Церковь пустела. Звуки пения стали слабыми, тревожными и мягкими, как
крылья ночных бабочек; зато крепли и царили над опустевшим пространством
крики бешеного - буйные, негодующие, вызывающие и дикие, такие непривычные
для больничной обстановки.
И чем больше выжимали они страха кругом, тем почему-то веселее
становилось мне.


V

Ночью снова раздались стуки. От них первой проснулась Таня.

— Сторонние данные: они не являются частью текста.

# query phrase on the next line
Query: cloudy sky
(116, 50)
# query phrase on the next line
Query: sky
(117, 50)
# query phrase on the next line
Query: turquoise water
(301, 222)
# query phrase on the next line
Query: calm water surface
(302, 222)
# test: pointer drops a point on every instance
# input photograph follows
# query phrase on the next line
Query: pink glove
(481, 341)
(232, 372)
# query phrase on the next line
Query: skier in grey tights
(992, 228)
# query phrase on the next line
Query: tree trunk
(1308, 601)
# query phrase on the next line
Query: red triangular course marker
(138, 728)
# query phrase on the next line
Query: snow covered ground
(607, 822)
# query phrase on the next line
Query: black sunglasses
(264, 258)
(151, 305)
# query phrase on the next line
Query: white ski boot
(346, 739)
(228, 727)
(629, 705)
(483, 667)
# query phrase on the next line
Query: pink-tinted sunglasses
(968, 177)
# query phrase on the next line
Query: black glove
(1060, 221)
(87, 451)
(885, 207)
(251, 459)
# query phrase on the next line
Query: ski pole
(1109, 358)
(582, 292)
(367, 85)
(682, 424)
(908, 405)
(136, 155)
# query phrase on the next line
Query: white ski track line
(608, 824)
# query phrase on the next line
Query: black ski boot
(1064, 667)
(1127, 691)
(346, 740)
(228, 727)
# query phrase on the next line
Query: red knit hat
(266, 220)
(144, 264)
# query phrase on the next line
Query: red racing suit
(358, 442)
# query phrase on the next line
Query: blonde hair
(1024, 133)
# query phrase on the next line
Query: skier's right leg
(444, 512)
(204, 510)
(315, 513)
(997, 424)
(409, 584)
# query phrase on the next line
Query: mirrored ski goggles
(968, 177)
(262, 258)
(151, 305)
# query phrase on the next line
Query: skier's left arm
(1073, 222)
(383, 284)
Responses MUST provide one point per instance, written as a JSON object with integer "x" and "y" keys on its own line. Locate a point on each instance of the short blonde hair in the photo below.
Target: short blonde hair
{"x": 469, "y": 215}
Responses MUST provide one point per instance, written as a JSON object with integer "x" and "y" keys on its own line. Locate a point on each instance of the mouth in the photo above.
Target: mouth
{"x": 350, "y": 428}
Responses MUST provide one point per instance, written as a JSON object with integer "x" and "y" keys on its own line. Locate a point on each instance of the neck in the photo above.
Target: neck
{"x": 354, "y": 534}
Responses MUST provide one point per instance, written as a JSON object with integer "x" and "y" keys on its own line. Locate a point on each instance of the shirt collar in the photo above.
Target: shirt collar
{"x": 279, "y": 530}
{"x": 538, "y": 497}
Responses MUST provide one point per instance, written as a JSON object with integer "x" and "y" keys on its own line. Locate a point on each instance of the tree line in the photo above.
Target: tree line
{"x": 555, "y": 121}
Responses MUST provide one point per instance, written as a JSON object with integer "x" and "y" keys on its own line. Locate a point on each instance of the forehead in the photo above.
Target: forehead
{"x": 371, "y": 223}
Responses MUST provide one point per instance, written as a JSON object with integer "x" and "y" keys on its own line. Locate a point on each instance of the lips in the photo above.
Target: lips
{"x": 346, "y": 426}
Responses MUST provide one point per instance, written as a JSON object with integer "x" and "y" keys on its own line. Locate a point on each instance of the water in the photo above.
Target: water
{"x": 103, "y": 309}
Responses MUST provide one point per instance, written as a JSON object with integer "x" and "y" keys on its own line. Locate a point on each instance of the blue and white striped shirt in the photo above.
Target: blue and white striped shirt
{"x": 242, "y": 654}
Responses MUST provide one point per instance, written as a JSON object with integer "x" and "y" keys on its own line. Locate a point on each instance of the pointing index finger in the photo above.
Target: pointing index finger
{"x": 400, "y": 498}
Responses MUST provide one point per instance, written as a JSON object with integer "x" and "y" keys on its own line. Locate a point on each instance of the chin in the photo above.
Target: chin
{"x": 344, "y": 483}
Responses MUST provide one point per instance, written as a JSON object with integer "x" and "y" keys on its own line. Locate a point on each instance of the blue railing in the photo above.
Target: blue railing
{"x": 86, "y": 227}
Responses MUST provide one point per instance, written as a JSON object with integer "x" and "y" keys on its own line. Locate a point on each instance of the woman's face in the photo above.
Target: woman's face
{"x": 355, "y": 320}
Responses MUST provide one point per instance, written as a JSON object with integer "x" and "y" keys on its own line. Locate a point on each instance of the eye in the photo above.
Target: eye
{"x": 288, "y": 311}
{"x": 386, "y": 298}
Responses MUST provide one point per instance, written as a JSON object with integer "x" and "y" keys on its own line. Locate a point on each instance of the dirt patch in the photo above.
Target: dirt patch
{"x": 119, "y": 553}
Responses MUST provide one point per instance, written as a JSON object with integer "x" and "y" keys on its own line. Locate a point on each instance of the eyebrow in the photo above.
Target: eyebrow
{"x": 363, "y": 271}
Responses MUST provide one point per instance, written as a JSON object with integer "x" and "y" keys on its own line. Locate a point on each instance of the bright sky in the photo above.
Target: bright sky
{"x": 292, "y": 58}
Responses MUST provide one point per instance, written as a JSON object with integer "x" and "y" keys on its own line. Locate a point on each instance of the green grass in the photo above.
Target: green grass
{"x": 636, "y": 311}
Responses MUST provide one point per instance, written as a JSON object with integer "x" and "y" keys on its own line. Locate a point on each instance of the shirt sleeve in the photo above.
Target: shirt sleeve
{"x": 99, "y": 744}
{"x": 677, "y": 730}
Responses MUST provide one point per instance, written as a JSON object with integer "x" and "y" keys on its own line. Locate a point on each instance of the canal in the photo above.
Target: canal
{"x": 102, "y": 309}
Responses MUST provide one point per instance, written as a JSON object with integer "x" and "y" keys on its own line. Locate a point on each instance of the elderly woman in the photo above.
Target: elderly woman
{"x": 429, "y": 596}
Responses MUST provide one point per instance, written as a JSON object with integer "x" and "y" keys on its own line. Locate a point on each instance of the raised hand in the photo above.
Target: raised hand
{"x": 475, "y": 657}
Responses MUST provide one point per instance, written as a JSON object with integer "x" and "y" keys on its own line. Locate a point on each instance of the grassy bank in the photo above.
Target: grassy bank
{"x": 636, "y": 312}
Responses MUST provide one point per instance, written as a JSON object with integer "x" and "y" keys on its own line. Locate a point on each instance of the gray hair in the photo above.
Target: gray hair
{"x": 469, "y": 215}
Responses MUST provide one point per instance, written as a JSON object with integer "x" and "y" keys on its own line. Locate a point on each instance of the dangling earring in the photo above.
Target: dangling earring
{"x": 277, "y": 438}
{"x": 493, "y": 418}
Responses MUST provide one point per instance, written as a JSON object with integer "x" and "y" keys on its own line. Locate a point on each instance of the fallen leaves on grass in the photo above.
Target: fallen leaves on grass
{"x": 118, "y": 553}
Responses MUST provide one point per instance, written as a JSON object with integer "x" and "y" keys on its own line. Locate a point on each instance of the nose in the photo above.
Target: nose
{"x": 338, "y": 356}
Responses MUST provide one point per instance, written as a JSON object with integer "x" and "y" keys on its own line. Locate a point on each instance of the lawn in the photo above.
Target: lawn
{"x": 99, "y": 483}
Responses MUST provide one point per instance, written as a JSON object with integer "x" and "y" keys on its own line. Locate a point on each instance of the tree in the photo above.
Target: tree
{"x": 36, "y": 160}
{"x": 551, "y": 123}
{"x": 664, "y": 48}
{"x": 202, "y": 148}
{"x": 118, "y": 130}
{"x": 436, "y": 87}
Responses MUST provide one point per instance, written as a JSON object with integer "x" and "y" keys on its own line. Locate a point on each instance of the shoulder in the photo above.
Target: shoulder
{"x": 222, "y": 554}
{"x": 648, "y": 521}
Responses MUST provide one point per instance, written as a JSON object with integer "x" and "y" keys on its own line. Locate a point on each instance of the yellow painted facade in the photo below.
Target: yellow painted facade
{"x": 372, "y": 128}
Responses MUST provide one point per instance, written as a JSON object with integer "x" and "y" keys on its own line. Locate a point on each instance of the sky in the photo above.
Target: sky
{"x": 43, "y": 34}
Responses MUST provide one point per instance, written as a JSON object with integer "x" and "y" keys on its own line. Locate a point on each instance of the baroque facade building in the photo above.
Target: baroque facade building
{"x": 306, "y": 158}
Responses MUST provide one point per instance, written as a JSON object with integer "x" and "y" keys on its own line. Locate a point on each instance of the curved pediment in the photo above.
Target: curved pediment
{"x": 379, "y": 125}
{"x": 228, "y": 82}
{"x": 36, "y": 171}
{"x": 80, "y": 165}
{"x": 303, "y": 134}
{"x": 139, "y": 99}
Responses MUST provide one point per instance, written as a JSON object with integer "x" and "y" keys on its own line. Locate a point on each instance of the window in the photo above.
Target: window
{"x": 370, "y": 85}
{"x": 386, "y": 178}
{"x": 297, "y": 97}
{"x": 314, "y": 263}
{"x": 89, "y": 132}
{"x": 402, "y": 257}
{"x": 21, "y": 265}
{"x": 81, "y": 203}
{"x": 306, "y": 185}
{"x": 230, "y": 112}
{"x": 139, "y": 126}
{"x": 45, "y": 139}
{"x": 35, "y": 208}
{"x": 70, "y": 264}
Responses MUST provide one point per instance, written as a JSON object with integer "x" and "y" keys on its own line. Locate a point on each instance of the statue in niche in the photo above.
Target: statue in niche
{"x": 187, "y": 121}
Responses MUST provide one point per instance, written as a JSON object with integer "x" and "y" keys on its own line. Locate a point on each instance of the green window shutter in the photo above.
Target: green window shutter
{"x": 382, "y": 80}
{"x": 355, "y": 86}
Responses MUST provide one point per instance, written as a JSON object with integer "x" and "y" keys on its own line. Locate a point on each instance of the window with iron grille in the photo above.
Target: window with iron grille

Ночь была месячная, и сквозь занавески в спальню пробивался холодный,
осторожный свет. В полосе этого света Таня казалась прозрачной и
бестелесной. Она сидела на своей кроватке и плакала.
- Таня, ты что? - шепнул я ей, подымаясь.
- Бою-юсь!.. Он стучит!.. - протянула Таня и заплакала сильнее,
дергаясь худеньким телом.
За мною проснулся отец.
Я видел, как он долго искал в углу туфли и ворчливо надевал поверх
белья летнее пальто.
Кашляя на ходу, он вышел, и мы остались одни. Слышно было, как
проснулось от сильных стуков отделение. В коридоре ходили, отворяли и
затворяли двери палат, громко ругались.
Я зажег свечку и посмотрел на часы: было около часу.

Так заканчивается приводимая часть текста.